Swing Trading and Its Strategies
Swing Trading is a strategy that refers to the practice of trying to profit from market swings. Swing trading tactics focuses on taking smaller gains in short term trends and cutting losses quicker. The gains might be smaller, but done consistently over time they can compound into excellent annual returns. Swing Trading positions are usually held a few days to a couple of weeks but can be held longer. In terms of length of holding a trade, swing traders are in-between day traders and trend traders.
Swing trading primarily uses technical analysis, due to the short-term nature of the trades. That said, fundamental analysis can be used to enhance the analysis. If you're interested in swing trading, you should be intimately familiar with technical analysis.
Swing trading not to be overlapped with day trading as day trading may seem like similar practices, but the major differences between the two have a common theme: time. First, the time frames for holding a trade are different. Day tradings are in and out of trades within minutes or hours. Swing trading is generally over days or weeks.

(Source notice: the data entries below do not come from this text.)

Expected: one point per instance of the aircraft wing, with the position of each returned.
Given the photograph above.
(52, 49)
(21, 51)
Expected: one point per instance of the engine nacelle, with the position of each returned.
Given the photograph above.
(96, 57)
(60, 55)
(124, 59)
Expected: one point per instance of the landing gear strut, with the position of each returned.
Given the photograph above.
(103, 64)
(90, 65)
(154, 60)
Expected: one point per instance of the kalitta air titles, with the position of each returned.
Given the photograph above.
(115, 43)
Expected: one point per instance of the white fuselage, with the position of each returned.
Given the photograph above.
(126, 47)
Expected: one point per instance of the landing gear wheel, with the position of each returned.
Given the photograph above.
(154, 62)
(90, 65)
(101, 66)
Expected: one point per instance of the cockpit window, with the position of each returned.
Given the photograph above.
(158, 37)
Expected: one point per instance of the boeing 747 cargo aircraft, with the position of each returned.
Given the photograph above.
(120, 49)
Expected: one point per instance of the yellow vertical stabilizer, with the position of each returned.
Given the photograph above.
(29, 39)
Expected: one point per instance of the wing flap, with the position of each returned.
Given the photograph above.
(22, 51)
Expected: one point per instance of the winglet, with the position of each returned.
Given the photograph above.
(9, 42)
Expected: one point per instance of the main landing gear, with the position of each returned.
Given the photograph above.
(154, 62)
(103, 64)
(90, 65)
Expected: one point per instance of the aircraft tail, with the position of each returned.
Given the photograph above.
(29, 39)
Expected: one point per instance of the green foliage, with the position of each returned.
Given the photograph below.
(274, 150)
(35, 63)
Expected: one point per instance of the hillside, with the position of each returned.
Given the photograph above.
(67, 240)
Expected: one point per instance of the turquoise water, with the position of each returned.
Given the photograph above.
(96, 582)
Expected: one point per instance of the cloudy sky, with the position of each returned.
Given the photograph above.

The goal of swing trading is to capture a chunk of a potential price move. While some traders seek out volatile stocks with lots of movement, others may prefer more sedate stocks. In either case, swing trading is the process of identifying where an asset's price is likely to move next, entering a position, and then capturing a chunk of the profit if that move materializes.
There are a variety of methodologies to capitalize on market swings. Some investors prefer to trade after the market has confirmed a change of direction and trade with the developing momentum. Others may choose to enter the market on the long side after the market has dropped to the lower band of its price channel—in other words, buying short-term weakness and selling short-term strength. Both approaches can be profitable if implemented with skill and discipline over time.
Let's start with the basics of a swing trading strategy. Rather than targeting 20% to 25% profits for most of your stocks, the profit goal is a more modest 10%, or even just 5% in tougher markets.
Swing trading isn't easy, and no strategy or setup works every time. With a favourable risk/reward, winning every time isn't required. The more favourable the risk/reward of a trading strategy, the fewer times it needs to win in order to produce an overall profit over many trades. The goal is to continually increase the performance percentage of the average winning trade.
A swing trading style, by contrast, may have a few transactions some days and nothing on others. Positions can be checked periodically or handled with alerts when critical price points are reached rather than the need for constant monitoring. This allows swing traders to diversify their investments and keep a level head while investing.
As mentioned, other methods can be used to profit from the market's short-term swings. The important point is to develop a method that works and implement it consistently; adhere to explicit money management rules; and keep good records so one can track your progress.